A Generalized External Circuit Model for high order Electrostatic IFE-PIC codes

In this paper, we integrate the Generalized Verboncoeur Method (GVM) with the particle-in-cell (PIC) framework using an iterative immersed finite element (IFE) method to simulate plasma interactions with external circuits in both 2D and 3D cases.

The GVM extends the original Verboncoeur method(OVM) by enabling self-consistent simulations of nonlinear, multi-loop circuit-plasma coupling, overcoming limitations in OVM^{[1, 2]}. We utilize the iterative immersed finite element (IFE) method^[3,4,5,6] to develop a GVM-based approach for coupling plasma with boundary conditions. Through this iterative IFE method, GVM can be directly coupled with the plasma field via the surface electric quantity on the driving electrodes, enabling the GVM model to integrate with 2D and 3D plasma models. Furthermore, building upon the newly developed coupling boundary conditions, we supplement the discussion on circuit cases within the GVM framework.

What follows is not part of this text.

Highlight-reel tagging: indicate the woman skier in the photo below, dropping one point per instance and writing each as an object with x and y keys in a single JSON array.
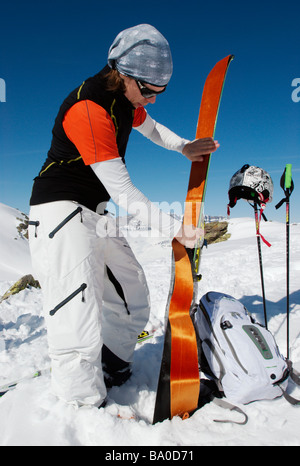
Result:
[{"x": 96, "y": 300}]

Several numerical experiments are performed to demonstrate the convergence and applicability of the proposed Generalized Verboncoeur Method with the Iterative Immersed Finite Element (GVM-IIFE) approach. As shown in Fig. 1, these results collectively confirm the reliability and versatility of the coupled GVM–IIFE framework. Under both vacuum and plasma loading, the 2D 3V solution reproduces the canonical 1D GVM voltage waveforms with negligible discrepancy, demonstrating that the multidimensional implementation preserves the original model’s accuracy. The steady state potential map clearly captures the development of a DC self-bias, while the predicted bias amplitude varies with the driving RF voltage in excellent agreement with independent experiments and prior simulations. Together, these benchmarks validate the correctness of GVM-IIFE and show that the proposed solver can simulate realistic plasma–circuit systems with both geometric fidelity and quantitative accuracy.